Eline fazla para geçtikçe, statüsü, yaşamı üst sınıfa evrildi, o bildiğimiz sevimli afacan yerini sahada hırçın kavgacı, gece kulüplerinde boy gösteren, belinde silah taşıyan, spor basınından çok magazin ve üçüncü sayfa haberleri ile öne çıkan kişiliğe bıraktı. Hele Ulusal Takımda oynadığı dönemde prim haberinden ötürü neredeyse babası yaşındaki usta gazeteci Bilal Meşe’nin boğazını sıkması, yumruk sallaması ona olan sevginin, saygının azalmasına yol açan affedilemeyecek kusurlu hareketti.
Dedim ya, bir zamanlar dünya yıldızı olarak gösterilen Bayrampaşa’nın afacan ve sevimli çocuğu Allah’ın kendine armağanı olan yeteneklerini yeterince kullanamadı. Ha, belki dünyalığını kurdu, ailesine ve çocuklarına servet kazandırdı. Ama futbolculuğundan çok, saha dışı olayları anımsanacak hep.
Keşke o da Hakkı Yeten, Metin Oktay, Lefter Küçükandonyadis, Can Bartu, Turgay Şeren, Metin Kurt, Oğuz Çetin, Aykut Kocaman, Mehmet Özdilek, Şenol Güneş, Fatih Terim, Metin, Ali, Feyyaz, Rıdvan ve oyunculukları ile öne çıkan diğerleri gibi Türk futboluna damgasını vursaydı.

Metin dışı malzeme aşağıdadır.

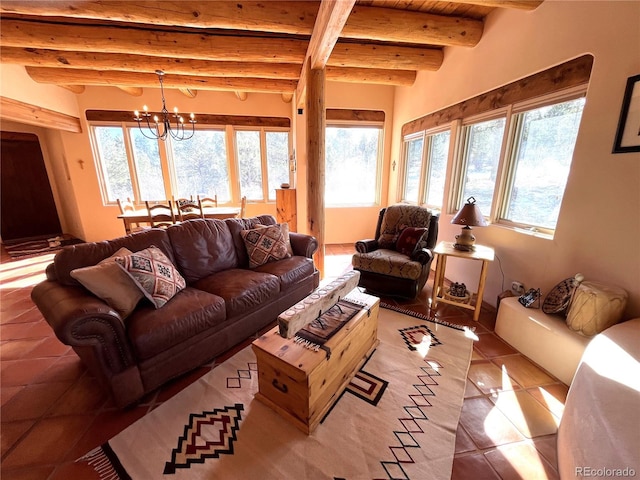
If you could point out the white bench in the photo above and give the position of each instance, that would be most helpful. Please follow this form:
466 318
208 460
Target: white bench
543 338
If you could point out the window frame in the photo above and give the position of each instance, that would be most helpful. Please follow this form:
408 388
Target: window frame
380 155
168 165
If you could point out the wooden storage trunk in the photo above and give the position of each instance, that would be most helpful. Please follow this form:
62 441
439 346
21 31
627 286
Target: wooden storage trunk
301 384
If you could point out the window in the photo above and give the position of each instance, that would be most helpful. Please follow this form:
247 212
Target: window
544 139
432 160
201 166
133 166
352 165
254 161
482 144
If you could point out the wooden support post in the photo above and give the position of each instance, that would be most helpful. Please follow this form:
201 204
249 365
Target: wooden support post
315 159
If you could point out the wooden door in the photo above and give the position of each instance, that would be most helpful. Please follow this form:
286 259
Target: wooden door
27 208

Ama olmadı Arda yeteneklerini kullanamadı, geçe yaşamı ile bitirdi Hele bir de hapis cezası alırsa. Başakşehir’de oynar ama bu psikoloji ile ne kadar verimli olur? Orası muamma. Aslında, geleceğin futbolcu adaylarının alacağı öyle çok ders var ki Arda’nın yaşamından.